Was chess invented then?

Chess has a bizarrely biz bizzbuzz blissful Byzantine medieval, calculating “it is just a game” je ne sais quois ROOK TAKES KNIGHT AND THEN BIXXBUXXES, taking down the Queen, and it is not rape.

Bob Guiccione taught both sons, Bob and Nick, (Nicholas, when it shortens, becomes Nick– the terrible “h”, which might be silent, as an insucking, becometh the klacking castenette sound “ku” phonetically).

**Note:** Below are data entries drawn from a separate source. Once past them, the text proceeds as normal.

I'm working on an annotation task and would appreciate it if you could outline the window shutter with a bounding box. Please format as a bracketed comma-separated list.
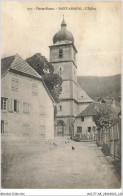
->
[12, 99, 14, 112]
[8, 99, 12, 112]
[17, 100, 21, 112]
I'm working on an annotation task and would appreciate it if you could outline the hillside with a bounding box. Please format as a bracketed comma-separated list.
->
[77, 74, 121, 101]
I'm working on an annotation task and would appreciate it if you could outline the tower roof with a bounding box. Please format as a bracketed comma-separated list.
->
[53, 16, 74, 44]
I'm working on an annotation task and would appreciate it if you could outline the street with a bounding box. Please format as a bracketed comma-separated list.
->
[2, 137, 120, 189]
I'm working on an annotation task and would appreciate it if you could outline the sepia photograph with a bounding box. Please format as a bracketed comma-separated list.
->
[1, 0, 122, 192]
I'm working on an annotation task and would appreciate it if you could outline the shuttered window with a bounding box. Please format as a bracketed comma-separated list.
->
[12, 78, 18, 91]
[40, 125, 45, 137]
[1, 120, 8, 135]
[8, 98, 21, 112]
[23, 124, 30, 136]
[32, 84, 38, 95]
[23, 103, 30, 113]
[40, 106, 46, 115]
[1, 97, 8, 111]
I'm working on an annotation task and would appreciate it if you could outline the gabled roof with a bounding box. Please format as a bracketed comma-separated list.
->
[1, 54, 41, 78]
[1, 54, 55, 103]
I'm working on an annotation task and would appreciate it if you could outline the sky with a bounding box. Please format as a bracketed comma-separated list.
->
[1, 1, 121, 76]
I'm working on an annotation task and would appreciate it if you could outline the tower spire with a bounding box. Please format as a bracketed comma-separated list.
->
[61, 15, 67, 28]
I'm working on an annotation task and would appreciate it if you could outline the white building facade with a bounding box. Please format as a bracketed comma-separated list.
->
[1, 55, 54, 139]
[49, 19, 92, 136]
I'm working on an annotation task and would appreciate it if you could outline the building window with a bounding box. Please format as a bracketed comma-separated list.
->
[23, 124, 30, 136]
[14, 99, 17, 112]
[1, 120, 8, 135]
[1, 97, 8, 111]
[74, 52, 76, 62]
[59, 67, 62, 76]
[93, 126, 96, 131]
[88, 127, 91, 133]
[81, 116, 84, 122]
[59, 105, 62, 111]
[40, 106, 46, 115]
[12, 78, 18, 91]
[59, 49, 63, 58]
[23, 103, 30, 113]
[32, 84, 38, 95]
[40, 125, 45, 137]
[77, 127, 82, 133]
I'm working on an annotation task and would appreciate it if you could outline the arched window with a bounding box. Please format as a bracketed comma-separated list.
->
[59, 105, 62, 111]
[59, 49, 63, 58]
[59, 67, 62, 76]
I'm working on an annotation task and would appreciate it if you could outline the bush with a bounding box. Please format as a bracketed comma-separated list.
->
[102, 144, 110, 156]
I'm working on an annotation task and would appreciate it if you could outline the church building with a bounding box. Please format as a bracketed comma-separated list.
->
[49, 18, 93, 136]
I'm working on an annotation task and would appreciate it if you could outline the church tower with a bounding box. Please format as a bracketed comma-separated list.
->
[49, 18, 77, 135]
[49, 17, 91, 136]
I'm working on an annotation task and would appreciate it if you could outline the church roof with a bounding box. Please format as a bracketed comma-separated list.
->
[77, 84, 93, 103]
[1, 54, 41, 78]
[53, 18, 74, 44]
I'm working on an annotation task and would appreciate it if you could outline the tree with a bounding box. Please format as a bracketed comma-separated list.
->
[26, 53, 62, 102]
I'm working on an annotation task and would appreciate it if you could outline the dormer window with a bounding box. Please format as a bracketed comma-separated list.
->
[59, 49, 63, 58]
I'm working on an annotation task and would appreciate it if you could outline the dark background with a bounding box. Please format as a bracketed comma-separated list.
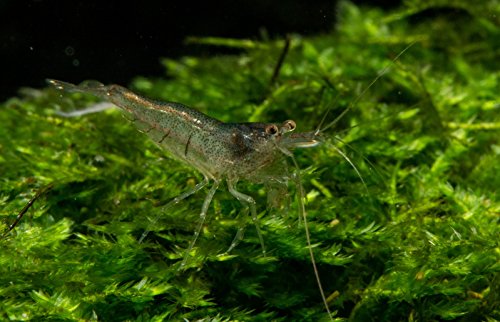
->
[0, 0, 400, 101]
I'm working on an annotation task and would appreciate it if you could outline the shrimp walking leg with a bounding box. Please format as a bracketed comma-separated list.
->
[180, 180, 220, 269]
[227, 180, 266, 255]
[139, 177, 209, 244]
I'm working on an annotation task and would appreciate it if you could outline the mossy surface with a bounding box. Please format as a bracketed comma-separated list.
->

“For I have loved you dearly, more dearly than the spoken word can tell,”

Guiccione talked in these terms, even as he made “wide open beaver” mainstream, and conventional.

Vietnam veterans who mooned on whatever port of call beckoned, mainly San Francisco, rice a roni, the San Francisco treat, more fun to make than it is to eat, shipped out? Clipped out? Moved to hustle, to juggle, to moan, to go into a gloam,

Oscar remembered how sad Vietnam Veterans were when they came in, on a jet plane, hoping, in San Francisco Airport to, making up for lost time, grab a Playboy magazine. Oscar, though a literateur, was also an erotic politician. So he wished with all his heart he had scooped up Constance, made her love his withdrawn sweet carress, as if any woman could or should.